When your sample is too small to meet these thresholds, the chi-square approximation breaks down and can give misleading results. In that situation, Fisher’s exact test is the standard alternative for 2×2 tables, because it calculates exact probabilities without relying on the approximation.

What “Reject” and “Fail to Reject” Actually Mean

Rejecting the null hypothesis doesn’t prove your alternative hypothesis is true. It means the data are incompatible enough with the null that you’re willing to act as though the null is false. There’s always a chance you’re wrong.

A Type I error happens when you reject a null hypothesis that’s actually true: you conclude there’s an association when there isn’t one. Your alpha level (0.05) is the maximum probability you’re accepting for this kind of mistake. Setting alpha at 0.05 means you’re allowing up to a 5% chance of a false positive.

A Type II error goes the other direction. You fail to reject the null hypothesis even though it’s actually false, missing a real association. The probability of this error is called beta, and it’s influenced by your sample size and the strength of the actual effect. Larger samples reduce the risk of Type II errors because they give the test more power to detect real differences.

Note the careful language: you “fail to reject” the null rather than “accept” it. Failing to reject simply means you didn’t find enough evidence. It doesn’t confirm the null is true.

Comparing More Than Two Groups

When your contingency table has more than two rows or columns, a significant chi-square result tells you that the variables are associated somewhere in the table, but it doesn’t tell you which specific groups differ. To find that out, you break the table into smaller 2×2 comparisons and test each one separately.

This creates a multiple comparisons problem: every additional test increases your chance of a false positive. The standard fix is a Bonferroni correction, where you divide your alpha level by the number of comparisons. If you’re making three pairwise comparisons, your corrected alpha becomes 0.05 / 3 = 0.017. You only reject the null for a specific pair if that comparison’s p-value falls below 0.017.

Statistical Significance vs. Practical Importance

A statistically significant chi-square result tells you an association exists, but it says nothing about how strong that association is. With a large enough sample, even a trivially small difference between groups can produce a significant p-value. That’s why reporting an effect size alongside your chi-square result matters.

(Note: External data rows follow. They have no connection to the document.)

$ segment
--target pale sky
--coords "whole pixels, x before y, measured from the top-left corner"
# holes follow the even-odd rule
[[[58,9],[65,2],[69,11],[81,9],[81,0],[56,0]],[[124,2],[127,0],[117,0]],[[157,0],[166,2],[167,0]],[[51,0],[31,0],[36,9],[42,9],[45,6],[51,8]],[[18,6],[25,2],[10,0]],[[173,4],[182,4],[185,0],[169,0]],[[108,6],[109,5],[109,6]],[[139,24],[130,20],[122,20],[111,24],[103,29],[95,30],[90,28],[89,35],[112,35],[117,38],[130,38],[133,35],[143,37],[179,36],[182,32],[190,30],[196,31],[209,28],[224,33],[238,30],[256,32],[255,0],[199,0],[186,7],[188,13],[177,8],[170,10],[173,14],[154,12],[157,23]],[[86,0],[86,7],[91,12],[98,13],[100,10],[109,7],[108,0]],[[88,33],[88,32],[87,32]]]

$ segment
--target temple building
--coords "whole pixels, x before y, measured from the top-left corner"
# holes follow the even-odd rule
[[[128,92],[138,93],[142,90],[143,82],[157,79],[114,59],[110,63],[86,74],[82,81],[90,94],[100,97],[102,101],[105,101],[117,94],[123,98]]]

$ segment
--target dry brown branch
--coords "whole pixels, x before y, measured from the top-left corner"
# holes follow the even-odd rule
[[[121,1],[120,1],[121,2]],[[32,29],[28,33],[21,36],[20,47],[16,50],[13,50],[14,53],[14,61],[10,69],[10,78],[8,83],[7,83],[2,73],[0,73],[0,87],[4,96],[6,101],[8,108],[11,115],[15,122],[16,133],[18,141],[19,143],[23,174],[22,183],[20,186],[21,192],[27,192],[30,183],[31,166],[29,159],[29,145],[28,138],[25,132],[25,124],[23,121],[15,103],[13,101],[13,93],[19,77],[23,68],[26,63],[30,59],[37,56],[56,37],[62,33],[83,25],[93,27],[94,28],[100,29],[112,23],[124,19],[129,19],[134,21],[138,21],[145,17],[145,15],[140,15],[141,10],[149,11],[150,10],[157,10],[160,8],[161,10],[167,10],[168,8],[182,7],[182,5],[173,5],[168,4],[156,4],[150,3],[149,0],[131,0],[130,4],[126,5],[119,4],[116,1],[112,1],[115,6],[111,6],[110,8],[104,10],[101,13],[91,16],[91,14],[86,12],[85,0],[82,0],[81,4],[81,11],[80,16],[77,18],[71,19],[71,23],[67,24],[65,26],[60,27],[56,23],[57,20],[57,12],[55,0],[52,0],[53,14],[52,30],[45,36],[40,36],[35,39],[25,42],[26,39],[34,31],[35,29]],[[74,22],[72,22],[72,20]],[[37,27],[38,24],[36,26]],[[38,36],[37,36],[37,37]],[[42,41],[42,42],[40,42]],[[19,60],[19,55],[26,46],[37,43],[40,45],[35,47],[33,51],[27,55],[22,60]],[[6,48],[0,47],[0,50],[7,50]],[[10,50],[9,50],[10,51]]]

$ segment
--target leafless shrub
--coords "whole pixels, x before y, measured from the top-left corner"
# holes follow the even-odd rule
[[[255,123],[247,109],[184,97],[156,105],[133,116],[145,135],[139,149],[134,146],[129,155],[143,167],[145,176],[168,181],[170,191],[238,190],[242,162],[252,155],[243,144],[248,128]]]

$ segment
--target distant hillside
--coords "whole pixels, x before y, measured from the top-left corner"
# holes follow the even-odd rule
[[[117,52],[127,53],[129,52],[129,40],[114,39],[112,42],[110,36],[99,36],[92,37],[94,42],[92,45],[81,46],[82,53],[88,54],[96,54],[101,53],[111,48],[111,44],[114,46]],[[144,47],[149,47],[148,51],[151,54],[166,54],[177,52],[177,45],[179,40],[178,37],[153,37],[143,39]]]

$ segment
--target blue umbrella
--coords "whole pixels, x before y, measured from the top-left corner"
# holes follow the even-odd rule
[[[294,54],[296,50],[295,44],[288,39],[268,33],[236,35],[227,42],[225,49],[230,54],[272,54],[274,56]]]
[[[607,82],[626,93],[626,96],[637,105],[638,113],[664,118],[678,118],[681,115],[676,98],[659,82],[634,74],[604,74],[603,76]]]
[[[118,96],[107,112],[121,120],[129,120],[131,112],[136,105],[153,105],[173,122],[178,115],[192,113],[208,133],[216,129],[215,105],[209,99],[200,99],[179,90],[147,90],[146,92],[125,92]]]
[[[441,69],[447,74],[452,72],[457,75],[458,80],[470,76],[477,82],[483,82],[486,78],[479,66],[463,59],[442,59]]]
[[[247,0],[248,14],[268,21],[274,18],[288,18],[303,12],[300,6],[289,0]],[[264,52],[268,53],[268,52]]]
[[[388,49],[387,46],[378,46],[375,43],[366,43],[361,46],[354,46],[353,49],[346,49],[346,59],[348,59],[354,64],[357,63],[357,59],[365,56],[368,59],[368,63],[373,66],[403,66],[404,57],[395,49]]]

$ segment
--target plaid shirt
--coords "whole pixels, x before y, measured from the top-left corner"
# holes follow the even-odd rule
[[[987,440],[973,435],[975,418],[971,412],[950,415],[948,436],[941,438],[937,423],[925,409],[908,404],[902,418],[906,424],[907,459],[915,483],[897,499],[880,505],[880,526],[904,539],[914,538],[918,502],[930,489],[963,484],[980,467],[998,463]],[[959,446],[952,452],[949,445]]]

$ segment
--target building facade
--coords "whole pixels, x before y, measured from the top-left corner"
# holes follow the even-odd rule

The most common effect size measure for chi-square tests is Cramér’s V, which ranges from 0 to 1. The general interpretation:

0.2 or below: Weak association. The variables are related, but barely.
Between 0.2 and 0.6: Moderate association.
Above 0.6: Strong association.

A chi-square test might return a p-value of 0.001, which sounds impressive, but if Cramér’s V is 0.08, the relationship is too weak to matter in practice. Always check both numbers before drawing conclusions about how meaningful your finding is.